There are numerous factors driving the decline of newspapers, magazines, and the recording industry, which will no doubt be debated for decades to come. But on a fundamental level, these businesses were disrupted by technological innovation because they weren’t serving their customers as well as they could have. This “creative destruction,” as technologists dub the process, hasn’t been without collateral damage, which hasn’t only included the Ron Swansons of each respective industry. Overseas news bureaus have been shuttered. As insurance plans and 401k’s become increasingly untenable, news outlets rely increasingly on precarious permalance workers. And Garageband and iPod earbuds have rendered many recording studios redundant.
On the face of it, city governance is in dire need of such creative destruction. You’d be hard-pressed to find a citizen that feels that their city serves her needs as well as it could, and the reliance of city governments on bureaucracy and legacy technologies like PDF or (gasp!) paper make the technologist’s mind reel.

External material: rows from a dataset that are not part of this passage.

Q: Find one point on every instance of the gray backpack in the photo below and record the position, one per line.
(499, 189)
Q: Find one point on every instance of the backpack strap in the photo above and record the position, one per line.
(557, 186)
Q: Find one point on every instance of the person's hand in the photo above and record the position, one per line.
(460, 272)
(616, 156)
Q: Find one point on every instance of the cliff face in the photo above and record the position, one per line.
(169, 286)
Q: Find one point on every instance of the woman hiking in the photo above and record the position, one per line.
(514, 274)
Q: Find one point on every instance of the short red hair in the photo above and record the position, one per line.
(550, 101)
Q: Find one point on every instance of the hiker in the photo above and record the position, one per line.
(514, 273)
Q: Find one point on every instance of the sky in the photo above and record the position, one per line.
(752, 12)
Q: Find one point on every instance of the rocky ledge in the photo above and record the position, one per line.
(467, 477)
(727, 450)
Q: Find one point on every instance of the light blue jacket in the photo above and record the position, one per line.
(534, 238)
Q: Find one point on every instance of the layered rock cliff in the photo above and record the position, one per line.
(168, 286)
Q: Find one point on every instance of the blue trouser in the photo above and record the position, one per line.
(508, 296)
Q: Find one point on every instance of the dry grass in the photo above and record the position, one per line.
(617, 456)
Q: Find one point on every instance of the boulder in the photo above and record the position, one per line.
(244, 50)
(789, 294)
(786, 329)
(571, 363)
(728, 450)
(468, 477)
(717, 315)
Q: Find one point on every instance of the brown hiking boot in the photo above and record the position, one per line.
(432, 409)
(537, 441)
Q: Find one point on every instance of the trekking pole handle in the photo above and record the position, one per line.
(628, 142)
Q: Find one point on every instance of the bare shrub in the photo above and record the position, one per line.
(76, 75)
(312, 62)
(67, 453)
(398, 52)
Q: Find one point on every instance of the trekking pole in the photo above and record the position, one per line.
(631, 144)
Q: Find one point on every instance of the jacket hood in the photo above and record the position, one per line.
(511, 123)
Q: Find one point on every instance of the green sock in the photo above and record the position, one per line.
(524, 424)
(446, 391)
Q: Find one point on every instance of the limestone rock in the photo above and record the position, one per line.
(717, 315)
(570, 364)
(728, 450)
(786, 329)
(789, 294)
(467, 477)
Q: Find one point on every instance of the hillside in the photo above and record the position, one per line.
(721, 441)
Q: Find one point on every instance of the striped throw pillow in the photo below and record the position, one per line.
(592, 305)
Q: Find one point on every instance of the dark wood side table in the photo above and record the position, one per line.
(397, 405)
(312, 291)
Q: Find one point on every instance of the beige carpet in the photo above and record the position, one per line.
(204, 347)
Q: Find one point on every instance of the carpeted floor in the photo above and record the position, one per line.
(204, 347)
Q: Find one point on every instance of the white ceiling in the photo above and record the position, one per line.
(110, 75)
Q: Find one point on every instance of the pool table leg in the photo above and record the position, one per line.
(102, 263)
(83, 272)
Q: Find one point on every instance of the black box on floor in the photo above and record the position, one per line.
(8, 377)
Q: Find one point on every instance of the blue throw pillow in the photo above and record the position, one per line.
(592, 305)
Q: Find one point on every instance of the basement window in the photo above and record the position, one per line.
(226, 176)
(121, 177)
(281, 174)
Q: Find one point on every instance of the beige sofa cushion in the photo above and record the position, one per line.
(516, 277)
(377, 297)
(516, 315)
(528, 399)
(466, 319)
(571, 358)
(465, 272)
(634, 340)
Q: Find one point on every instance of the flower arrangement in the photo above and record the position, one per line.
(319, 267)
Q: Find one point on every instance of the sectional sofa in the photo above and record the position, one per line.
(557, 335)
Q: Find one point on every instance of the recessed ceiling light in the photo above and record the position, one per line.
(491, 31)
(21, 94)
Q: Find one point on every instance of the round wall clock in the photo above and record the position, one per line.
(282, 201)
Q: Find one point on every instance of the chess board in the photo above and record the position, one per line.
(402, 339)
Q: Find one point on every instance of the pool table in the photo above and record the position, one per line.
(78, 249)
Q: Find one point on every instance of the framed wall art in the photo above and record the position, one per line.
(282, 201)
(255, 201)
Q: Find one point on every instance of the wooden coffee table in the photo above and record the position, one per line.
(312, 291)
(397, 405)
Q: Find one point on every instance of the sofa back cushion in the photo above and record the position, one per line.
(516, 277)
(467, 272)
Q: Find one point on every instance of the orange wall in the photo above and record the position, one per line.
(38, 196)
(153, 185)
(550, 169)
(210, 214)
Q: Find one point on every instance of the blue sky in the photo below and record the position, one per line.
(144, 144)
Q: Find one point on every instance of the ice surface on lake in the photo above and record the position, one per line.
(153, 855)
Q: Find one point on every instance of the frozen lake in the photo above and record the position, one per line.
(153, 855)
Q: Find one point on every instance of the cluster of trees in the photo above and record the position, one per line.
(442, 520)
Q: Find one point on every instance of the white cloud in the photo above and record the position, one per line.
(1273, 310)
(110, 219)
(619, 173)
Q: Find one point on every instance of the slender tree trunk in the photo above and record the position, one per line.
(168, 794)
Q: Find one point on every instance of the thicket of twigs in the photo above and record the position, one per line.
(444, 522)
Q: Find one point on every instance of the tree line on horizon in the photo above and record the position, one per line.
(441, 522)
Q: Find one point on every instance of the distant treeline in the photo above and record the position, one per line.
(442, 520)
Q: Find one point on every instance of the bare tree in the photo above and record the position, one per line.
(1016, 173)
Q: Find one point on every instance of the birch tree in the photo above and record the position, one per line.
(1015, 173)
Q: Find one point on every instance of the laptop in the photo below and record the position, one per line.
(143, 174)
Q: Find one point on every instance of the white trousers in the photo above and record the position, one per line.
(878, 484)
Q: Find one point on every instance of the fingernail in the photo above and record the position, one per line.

But city governance is a sophisticated mechanism operating through policy, limited economic and human resources, political influence, and prodigiously complex IT infrastructures. It’s not directly impacted market forces like the private sector. And citizens are reliant on the services these institutions provide, no matter how inefficiently or ineffectively those services may be provided. It’s a significant set of challenges, enough to make open gov advocates feel like Parks and Recreation’s idealistic-yet-beleaguered Leslie Knope.
Open gov advocates and organizations like Code for America are simultaneously threading two needles: getting cities — including their respective Ron Swansons — on board with new initiatives, and creatively disrupting, rather than destroying, what is already working in city government. It’s a process that requires that open gov advocates identify not only what aspects of city governance could be disrupted, but more importantly, what can be disrupted that is in most dire need of change.
So how do the forces of creative disruption work with the practitioners of the art of the possible? It’s a give-and-take process that requires open gov advocates demonstrate the value of open gov. Do city workers and officials understand what isn’t working, who isn’t being served, and how technology-driven solutions could address these issues? This demands that the disruptors are willing to engage and learn, a point Jen Pahlka emphasized to me during an interview for Shareable Magazine, in which she described Code for America’s approach:
“It’s about offering approaches and learning about the cities’ needs and the challenges they have.” When working with the city officials, “We try to make it a two way thing,” she adds. “We don’t want to fall in to the consultant trap where we’re telling government what they should be doing.”
The real-life Ron Swansons have reasons for their intransigence, and they’re rarely comedic. They’ve been operating that complex mechanism of city government for years or decades, and Silicon Valley-style creative destruction will appear neither tenable nor desirable. It’ll take all kinds to make this process work, and if the resistant have a few things to learn about innovation, disruptors from the outside can learn as much about the operations of government. Again, it’s a process closer to threading needles than demolishing edifices. No small feat, and open gov is unlikely to earn a spot on the Pyramid of Greatness, but hey — even the stone-faced Ron Swanson will back up Leslie Knope when she makes an undeniable case.
Ron Swanson is a hero! He’s intransigent but not because he wants to keep city government the way it is. As a libertarian, he wants to destroy much of government and only his admiration for Leslie Knope probably keeps him from doing so. As he said in an early episode:
Swanson believes that government is too big and bureaucratic, a view held by Americans of all stripes. The current system doesn’t work, a belief shared by open government advocates. Rather than being an opponent of government reform, people like Swanson are natural allies because they recognize that government is broken.
There are opponents of open government and governmental reform. But they are parties invested in the current system, not those who want to change it.